Na nagraniu udostępnionym w mediach społecznościowych widać eskadrę myśliwców F-16 kołujących jednocześnie wzdłuż pasa startowego. To bardzo charakterystyczny obrazek dla tzw. "marszu słoni".

Imponujący "marsz słoni" tureckich F-16

Termin ten zaczęto stosować w czasach II wojny światowej. Duże floty alianckich bombowców przeprowadzały wtedy ataki w misjach zakrojonych na szeroką skalę, a większość z nich poprzedzał możliwie szybki, jednoczesny start wszystkich maszyn. Współcześnie "marsz słoni" to ćwiczenia przygotowujące pilotów i całą obsługę do przeprowadzenia niespodziewanego ataku lub przeciwnie - do wycofania swoich samolotów z przypadku ewentualnego uderzenia wroga.

F-16 to wielozadaniowy myśliwiec produkowany przez koncern Lockheed Martin, najpopularniejszy samolot bojowy na świecie. Może rozwijać prędkość do 2 Ma (ponad 2 tys. km/h) i operować na pułapie do 15 tys. m.

Masa startowa tej maszyny sięga prawie 17 t, a uzbrojenie może ważyć do 7 t. F-16 jest kompatybilny z bardzo szeroką gamą uzbrojenia, może przenosić m.in. pociski rakietowe AIM-9 Sidewinder, AIM-120 AMRAAM, Python-4, AGM-65 Maverick, AGM-88 HARM czy Penguin, a także bomby (np. Paveway i JDAM). W standardzie posiada natomiast wbudowane sześciolufowe działko kal. 20 mm.

Dalsza część artykułu pod materiałem wideo

Ile F-16 ma Turcja?

Turcja uchodząca za trzecią najsilniejszą armię świata (po Stanach Zjednoczonych i Wielkiej Brytanii) posiada ok. 260 myśliwców F-16, ale stan techniczny części z nich nie jest w pełni zadowalający. Maszyny wymagają unowocześnienia. Tureckie władze negocjują ze Stanami Zjednoczonymi stosowne umowy dotyczące zarówno tej kwestii, jak również pozyskania kolejnych myśliwców F-16, a nawet F-35.
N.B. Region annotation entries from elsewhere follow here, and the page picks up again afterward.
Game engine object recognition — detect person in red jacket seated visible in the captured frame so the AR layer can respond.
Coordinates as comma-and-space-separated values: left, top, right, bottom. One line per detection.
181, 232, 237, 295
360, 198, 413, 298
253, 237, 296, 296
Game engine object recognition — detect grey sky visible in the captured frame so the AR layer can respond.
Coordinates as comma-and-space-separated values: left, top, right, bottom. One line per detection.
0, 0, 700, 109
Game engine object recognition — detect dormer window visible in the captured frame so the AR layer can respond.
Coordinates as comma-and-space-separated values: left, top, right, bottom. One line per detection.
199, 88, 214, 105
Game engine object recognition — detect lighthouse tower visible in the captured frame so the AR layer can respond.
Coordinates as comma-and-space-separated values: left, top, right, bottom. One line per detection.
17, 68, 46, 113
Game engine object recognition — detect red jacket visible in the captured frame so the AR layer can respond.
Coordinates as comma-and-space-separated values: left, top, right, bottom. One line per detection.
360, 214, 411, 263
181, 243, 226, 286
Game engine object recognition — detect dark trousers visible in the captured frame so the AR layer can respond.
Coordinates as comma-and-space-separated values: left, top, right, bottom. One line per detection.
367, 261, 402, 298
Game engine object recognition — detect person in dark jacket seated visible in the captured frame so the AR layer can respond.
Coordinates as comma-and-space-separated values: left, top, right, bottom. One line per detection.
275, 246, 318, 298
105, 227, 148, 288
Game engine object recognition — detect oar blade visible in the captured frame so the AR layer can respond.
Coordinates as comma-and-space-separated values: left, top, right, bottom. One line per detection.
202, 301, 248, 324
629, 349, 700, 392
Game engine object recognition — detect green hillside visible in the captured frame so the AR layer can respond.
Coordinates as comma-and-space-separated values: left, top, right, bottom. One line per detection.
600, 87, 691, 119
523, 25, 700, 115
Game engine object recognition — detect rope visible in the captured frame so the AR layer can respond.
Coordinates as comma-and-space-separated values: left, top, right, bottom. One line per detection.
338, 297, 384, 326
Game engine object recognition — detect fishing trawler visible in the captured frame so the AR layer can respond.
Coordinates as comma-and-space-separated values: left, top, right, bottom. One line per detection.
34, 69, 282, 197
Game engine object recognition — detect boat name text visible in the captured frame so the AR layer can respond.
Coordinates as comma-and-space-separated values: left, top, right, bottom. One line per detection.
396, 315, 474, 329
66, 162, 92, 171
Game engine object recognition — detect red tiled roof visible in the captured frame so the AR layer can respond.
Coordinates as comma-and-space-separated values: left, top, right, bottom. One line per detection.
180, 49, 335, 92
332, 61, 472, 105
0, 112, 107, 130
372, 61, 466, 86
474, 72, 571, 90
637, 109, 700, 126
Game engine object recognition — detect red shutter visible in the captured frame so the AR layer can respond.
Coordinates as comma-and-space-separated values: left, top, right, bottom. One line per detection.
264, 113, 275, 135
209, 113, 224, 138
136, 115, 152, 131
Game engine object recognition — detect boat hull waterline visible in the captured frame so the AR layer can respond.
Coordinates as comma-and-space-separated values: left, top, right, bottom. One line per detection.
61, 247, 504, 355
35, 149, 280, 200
Sprawa jest jednak skomplikowana, ponieważ Turcja stara się utrzymywać dobre relacje nie tylko z NATO, ale również z Rosją. Przeciągała ratyfikację szwedzkiej akcesji do NATO, ale po jej podpisaniu otrzymała zza oceanu zielone światło na zakup kolejnych kilkudziesięciu F-16 (i pakietów modernizacyjnych dla kilkudziesięciu już posiadanych egzemplarzy). W kontekście myśliwców F-35 jedną z przeszkód nieakceptowalnych przez Stany Zjednoczone jest używanie przez Turcję systemów przeciwlotniczych S-300 i S-400 z Rosji.

Poza negocjacjami z USA w Turcji trwają prace na rodzimym myśliwcem KAAN. Pierwsze 20 egzemplarzy ma zostać wyprodukowanych do 2028 r.